Entende-se, assim, que a participação das entrevistadas em cursos de formação continuada não apresenta um caráter meramente burocrático, devido a uma normatização prevista no Plano de Carreira da categoria. Ao contrário, os cursos de formação continuada são buscados para conhecer novas metodologias e novos recursos pedagógicos, para atualização, para tornar as aulas mais atrativas e para atuar de forma mais segura.

É importante [a formação continuada] porque a clientela, por exemplo, no caso de um professor, a clientela, ela é... é... sempre... se renova a cada época, a cada época. Então, as maneiras de ensinar elas vão... elas vão surgindo, né? Coisas muito interessantes, maneiras... novas metodologias, novos... novos materiais. Todos os aspectos, vamos dizer assim, do lado de ensino-aprendizagem, que se renova a cada época. Então, o professor tem que tá buscando isso aí, né? Correndo atrás dessas novas maneiras pra que possa se renovar e não ficar aquele professor desatualizado. (M., 45 anos)

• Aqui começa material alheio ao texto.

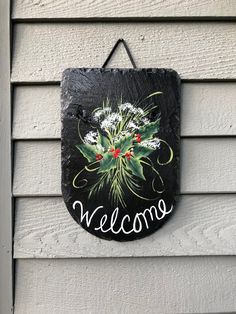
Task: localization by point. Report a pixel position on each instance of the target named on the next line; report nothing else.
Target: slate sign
(120, 149)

É bom pra gente poder... Como é que se diz? Se reciclar, né? Não sei se hoje em dia a palavra reciclar, né? Mas, assim, pra te dar embasamento mesmo, né? E outra coisa, porque tem que tornar uma... a aula mais atrativa hoje em dia. (C., 37 anos) A formação. É claro que contribui, porque ela vai te dando... Que tudo é a segurança, né? Claro que contribui, porque a formação é que vai te dar a segurança. Se você não tem formação, você entra numa sala de aula... Você tá ali totalmente

insegura e criança é um bichinho muito perspicaz. Eles percebem rapidinho que você não domina nada. (M., 49 anos)

Ao discorrerem sobre a trajetória de formação acadêmica para atuar no Ensino Fundamental, as participantes deixam evidente que o processo de aprendizagem para atuar neste segmento é processual e que a formação inicial é apenas a primeira etapa para um desenvolvimento profissional permanente.